Frequently, VC pipelines are used to create images of dynamic 3D scenes. In such scenes, objects may be animated (e.g. character body movements), or their dynamics may be generated using physical simulations (e.g. the movement of clothing or hair in response to character body movement). These simulations can also be made differentiable and integrated into a DVC pipeline. This allows for applications where physical parameters (e.g. object mass, elasticity, or external forces) or animations are learned from 2D or 3D data.

An illustration of the forward and backward processes of a differentiable physics simulation
Figure 2: An illustration of the forward and backward processes of a differentiable physics simulation. The forward process runs a dynamical simulation in which the scene parameters (object geometry and initial states, mass, elasticity, friction and external forces) are used to evolve the scene over a period of time. The backward process propagates gradients from the final state of the simulation back to the scene parameters allowing them to be updated as part of a learning process.

In different stages of a VC pipeline, different geometric representations of the same object may be used to facilitate different simulation or rendering processes. For example, a volumetric representation may be used for a physical simulation, after which, the object is converted into a triangle mesh representation in preparation for rendering. Representation conversions, along with transformations of and computations on representations, are other core components of DVC pipelines. These components connect different stages of the pipeline while allowing gradients to flow freely between the different stages during learning tasks.

An illustration of the forward and backward processes associated with differentiable geometry processing
Figure 3: An illustration of the forward and backward processes associated with differentiable geometry processing. The forward process converts an object to a different representational format, transforms the shape of the object, and then runs a computation on the new representation. The backward process propagates gradients from the final processed geometry back to the parameters (including the initial geometry, conversion, transformation and computation parameters) allowing them to be updated as part of a learning process.

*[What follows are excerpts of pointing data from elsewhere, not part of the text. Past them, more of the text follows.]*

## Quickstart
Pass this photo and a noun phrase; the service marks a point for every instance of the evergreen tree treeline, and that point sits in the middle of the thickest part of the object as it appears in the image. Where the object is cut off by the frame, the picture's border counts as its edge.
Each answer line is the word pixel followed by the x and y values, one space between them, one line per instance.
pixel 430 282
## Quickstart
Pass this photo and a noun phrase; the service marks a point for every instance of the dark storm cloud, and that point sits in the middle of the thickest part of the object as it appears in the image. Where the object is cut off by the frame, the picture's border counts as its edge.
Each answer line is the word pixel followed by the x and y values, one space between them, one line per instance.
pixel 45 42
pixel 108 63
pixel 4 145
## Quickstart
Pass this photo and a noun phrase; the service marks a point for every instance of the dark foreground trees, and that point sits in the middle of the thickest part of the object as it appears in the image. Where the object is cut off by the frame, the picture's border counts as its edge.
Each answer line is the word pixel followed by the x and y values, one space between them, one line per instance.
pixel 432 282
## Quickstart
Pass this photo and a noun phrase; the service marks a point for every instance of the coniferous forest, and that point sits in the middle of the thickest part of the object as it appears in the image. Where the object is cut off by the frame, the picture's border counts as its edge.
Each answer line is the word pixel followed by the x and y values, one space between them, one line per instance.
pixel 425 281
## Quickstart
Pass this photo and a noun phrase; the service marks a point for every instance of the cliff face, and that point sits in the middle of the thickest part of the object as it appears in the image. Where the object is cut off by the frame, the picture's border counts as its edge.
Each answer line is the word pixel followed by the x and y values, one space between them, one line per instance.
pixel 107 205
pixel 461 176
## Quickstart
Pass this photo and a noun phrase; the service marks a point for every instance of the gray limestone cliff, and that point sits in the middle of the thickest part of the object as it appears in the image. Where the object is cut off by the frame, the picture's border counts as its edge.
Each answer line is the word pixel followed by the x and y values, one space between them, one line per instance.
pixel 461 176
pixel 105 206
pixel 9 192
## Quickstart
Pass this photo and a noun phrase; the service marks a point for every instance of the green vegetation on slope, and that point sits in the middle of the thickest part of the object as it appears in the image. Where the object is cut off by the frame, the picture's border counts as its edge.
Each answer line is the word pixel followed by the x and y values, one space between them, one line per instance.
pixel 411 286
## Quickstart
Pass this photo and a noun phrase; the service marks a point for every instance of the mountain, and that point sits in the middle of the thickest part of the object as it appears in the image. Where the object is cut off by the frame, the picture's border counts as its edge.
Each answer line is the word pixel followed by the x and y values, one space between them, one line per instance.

Further Information and Future Work

In a recent review article [1] Derek Nowrouzezahrai (core Mila academic member and Ubisoft–Mila research Chair) and colleagues propose a holistic and unified vision for a differentiable visual computing pipeline. Jordan J. Bannister (Mila 3D machine learning scientist), in collaboration with Dr. Nowrouzezahrai, has recently released an open course and codebase to explore and explain state-of-the-art approaches to differentiable triangle rasterization [2], as well a differentiable rendering approach to fractal art creation [3]. Their ongoing work in this space will seek to develop and implement differentiable visual computing systems, in order to apply machine learning to 3D, visual and interactive media.

 

References

[1] Differentiable visual computing for inverse problems and machine learning. Spielberg, A.; Zhong, F.; Rematas, K.; Jatavallabhula, K. M.; Öztireli, C.; Li, T.; and Nowrouzezahrai, D. Nat. Mac. Intell., 5(11): 1189–1199. 2023.

[2] TinyDiffRast: A tiny course on differentiable triangle rasterization. Bannister J.J. and  Nowrouzezahrai, D. https://jjbannister.github.io/tinydiffrast/. 2024

[3] Learnable Fractal Flames. Bannister, J.J. and Nowrouzezahrai, D., CoRR, abs/2406.09328. 2024.